Een onderkaaksscheurkies van een katachtige van de Maasvlakte werd door Vervoort-Kerkhoff en Van Kolfschoten (1988) toegeschreven aan Lynx lynx. In zijn overzicht over de roofdierresten van de Maasvlakte noemde Kerkhoff (1990) ook deze m1, die zich bevindt in de omvangrijke collectie Meuldijk te Zonnemaire. Vervoort-Kerkhoff en Van Kolfschoten (1988) rekenen de lynx tot hun Fauna I van de Maasvlakte van het laat Vroeg Pleistoceen of vroeg Midden Pleistoceen.

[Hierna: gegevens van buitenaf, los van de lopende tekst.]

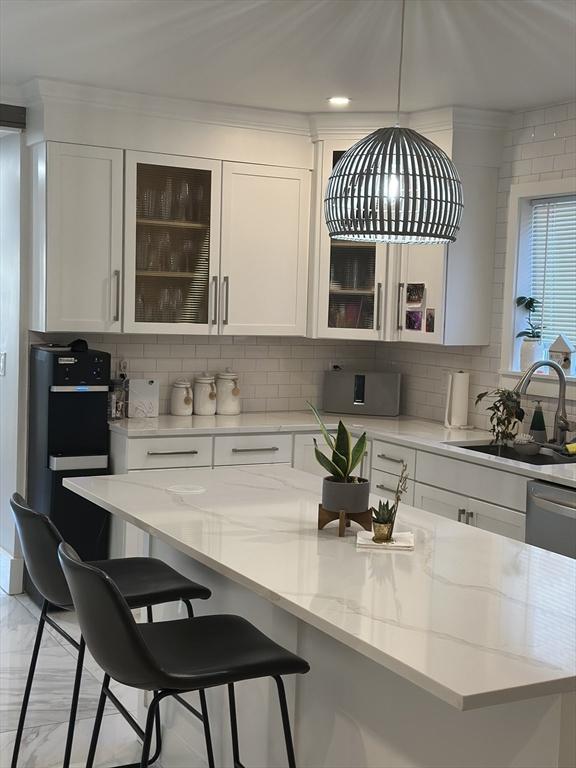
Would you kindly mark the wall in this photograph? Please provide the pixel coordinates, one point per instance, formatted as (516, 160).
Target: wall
(539, 145)
(276, 374)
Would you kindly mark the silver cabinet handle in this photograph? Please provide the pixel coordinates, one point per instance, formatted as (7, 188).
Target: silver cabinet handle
(390, 458)
(172, 453)
(399, 325)
(116, 276)
(226, 287)
(383, 487)
(215, 300)
(379, 306)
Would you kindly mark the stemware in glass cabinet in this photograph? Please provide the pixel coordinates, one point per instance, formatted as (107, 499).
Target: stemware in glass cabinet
(172, 244)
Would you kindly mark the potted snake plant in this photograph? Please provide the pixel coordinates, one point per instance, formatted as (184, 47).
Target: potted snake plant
(341, 489)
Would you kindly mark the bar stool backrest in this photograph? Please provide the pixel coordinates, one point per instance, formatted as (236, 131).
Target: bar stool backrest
(39, 540)
(107, 624)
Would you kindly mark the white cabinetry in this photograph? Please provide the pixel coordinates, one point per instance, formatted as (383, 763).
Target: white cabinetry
(489, 517)
(264, 260)
(172, 243)
(77, 238)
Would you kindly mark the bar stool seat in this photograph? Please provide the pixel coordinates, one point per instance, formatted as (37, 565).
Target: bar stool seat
(214, 650)
(147, 581)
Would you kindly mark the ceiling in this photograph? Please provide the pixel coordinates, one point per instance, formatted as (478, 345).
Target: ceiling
(293, 54)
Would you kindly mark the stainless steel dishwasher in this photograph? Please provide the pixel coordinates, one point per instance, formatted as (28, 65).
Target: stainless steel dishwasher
(551, 517)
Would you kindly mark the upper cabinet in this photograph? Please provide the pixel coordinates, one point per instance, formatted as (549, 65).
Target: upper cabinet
(351, 286)
(171, 241)
(264, 256)
(76, 238)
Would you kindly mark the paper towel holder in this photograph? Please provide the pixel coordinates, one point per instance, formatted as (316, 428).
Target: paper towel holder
(448, 415)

De overblijfselen uit deze fauna worden gekenmerkt door een donker bruine kleur en een hoge graad van mineralisatie. Of de scheurkies ook zwaar gefossiliseerd is, wordt niet duidelijk uit de beschrijving. Vervoort-Kerkhoff en Van Kolfschoten merken op dat de mate van fossilisatie niet overeenkomt met de Holocene elementen van de Maasvlakte en stellen dat aangezien er geen Laat Pleistocene vondsten van de lynx bekend zijn, de kies dus in de oudste fauna geplaatst moet worden. Toch zijn er aanwijzingen dat de lynx hier in het Laat Pleistoceen voorkwam. Uit een zandwinning in de uiterwaarden van de Maas bij Lith, ten noorden van 's-Hertogenbosch, is een opperarmbeen van Lynx lynx opgebaggerd. Dit bot bevindt zich in de collectie Stolzenbach te Sint Michielsgestel. De fossilisatiegraad en kleur komt geheel overeen met de Weichselien zoogdieren uit dezelfde vindplaats, zoals wolharige mammoet, wolharige neushoorn, steppewisent, reuzenhert en hyena.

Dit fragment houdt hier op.